When my veins collapsed from plasmapheresis, I thought I was out of options for treating my mysterious neurological illness. Luckily, the father of managing editor at the nature magazine was a neurologist! He didn't specialize in what I had, but Ellen, the ME, asked her father, "Hey, if we had CIDP, who would we see?" And he had an answer immediately--Dr. Lovelace at Columbia Presbyterian. I found him just in time. Dr. Lovelace was exactly the neurologist you'd want if you had CIDP--he was smart, kind, and he listened. He was also The Guy to see for CIDP in the mid 90s. He put _all_ the treatments together and came up with a plan for getting me better.

While I was in the hospital, he brought interns to see me every day. They wanted to treat me as if I was an exotic insect, but Dr. Lovelace always engaged me in conversation, making dehumanization impossible.

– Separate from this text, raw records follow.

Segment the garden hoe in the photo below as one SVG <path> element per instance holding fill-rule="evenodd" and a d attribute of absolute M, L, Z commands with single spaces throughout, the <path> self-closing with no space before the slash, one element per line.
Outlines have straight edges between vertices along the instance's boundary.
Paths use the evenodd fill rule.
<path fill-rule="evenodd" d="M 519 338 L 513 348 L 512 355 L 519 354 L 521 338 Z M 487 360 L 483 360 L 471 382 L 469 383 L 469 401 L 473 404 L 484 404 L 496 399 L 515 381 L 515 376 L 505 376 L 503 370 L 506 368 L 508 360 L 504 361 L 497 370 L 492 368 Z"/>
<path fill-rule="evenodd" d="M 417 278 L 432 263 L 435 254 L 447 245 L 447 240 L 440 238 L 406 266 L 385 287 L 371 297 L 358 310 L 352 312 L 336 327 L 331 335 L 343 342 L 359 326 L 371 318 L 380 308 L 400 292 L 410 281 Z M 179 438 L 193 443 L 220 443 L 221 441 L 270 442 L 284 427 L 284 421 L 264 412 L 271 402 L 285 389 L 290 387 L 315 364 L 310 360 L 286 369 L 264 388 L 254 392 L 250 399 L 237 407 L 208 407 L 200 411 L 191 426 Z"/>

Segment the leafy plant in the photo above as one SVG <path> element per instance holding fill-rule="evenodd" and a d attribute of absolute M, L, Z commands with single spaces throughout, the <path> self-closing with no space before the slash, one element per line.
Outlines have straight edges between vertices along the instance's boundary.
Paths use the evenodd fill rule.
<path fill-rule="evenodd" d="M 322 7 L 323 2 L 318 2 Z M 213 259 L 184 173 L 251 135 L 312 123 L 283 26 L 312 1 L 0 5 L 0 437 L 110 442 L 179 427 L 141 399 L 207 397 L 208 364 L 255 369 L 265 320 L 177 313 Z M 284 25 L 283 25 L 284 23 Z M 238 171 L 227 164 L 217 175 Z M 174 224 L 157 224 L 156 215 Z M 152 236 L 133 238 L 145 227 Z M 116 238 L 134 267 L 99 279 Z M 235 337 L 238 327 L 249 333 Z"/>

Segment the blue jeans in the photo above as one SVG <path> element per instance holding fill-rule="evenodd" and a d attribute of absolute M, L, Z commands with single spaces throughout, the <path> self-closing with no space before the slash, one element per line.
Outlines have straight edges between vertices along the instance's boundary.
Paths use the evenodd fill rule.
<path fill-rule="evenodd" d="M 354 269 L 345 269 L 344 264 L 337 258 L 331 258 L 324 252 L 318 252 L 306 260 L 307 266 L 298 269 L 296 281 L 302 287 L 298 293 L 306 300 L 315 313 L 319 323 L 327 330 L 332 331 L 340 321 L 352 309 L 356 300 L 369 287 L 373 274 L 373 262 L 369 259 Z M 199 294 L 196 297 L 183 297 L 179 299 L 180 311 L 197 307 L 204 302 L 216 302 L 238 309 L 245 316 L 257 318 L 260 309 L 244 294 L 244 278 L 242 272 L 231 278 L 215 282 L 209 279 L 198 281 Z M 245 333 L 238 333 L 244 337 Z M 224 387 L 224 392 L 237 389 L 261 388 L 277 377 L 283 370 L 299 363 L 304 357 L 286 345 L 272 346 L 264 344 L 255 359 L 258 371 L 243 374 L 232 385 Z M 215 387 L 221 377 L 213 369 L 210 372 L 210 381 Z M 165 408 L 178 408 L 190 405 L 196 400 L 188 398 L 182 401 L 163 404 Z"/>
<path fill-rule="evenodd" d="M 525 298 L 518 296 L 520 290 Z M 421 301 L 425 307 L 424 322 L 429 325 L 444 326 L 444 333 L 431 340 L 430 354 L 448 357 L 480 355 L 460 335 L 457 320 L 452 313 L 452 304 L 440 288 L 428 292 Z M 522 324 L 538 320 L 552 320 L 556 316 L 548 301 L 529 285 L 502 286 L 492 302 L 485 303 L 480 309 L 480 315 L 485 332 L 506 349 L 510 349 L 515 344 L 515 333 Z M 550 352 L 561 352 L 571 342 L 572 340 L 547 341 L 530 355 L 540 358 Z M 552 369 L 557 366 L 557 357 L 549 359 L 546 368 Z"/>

When I relapsed a few years later, I was getting treatment as an outpatient. The plasmapheresis resulted in a loss of clotting factor and I ended up back in the hospital. I was immediately admitted, but I had no money on me so I could not pay the $10 to turn on the phone in my room. No one knew where I was, and the phone didn't operate without that $10--you couldn't even make a collect call. The nurses refused to call my mother. It was worse than prison! So I toddled down the hall in my hospital gown to the pay phones. Of course, the hole where the catheter was opened up and I was bleeding all over the hall. While I told my mother I was in the hospital, nurses screamed at me. They made me get off the phone, but by the time Dr. Lovelace showed up I was a mess, crying hysterically because they were being so mean to me. He yelled at them and that made me feel a lot better.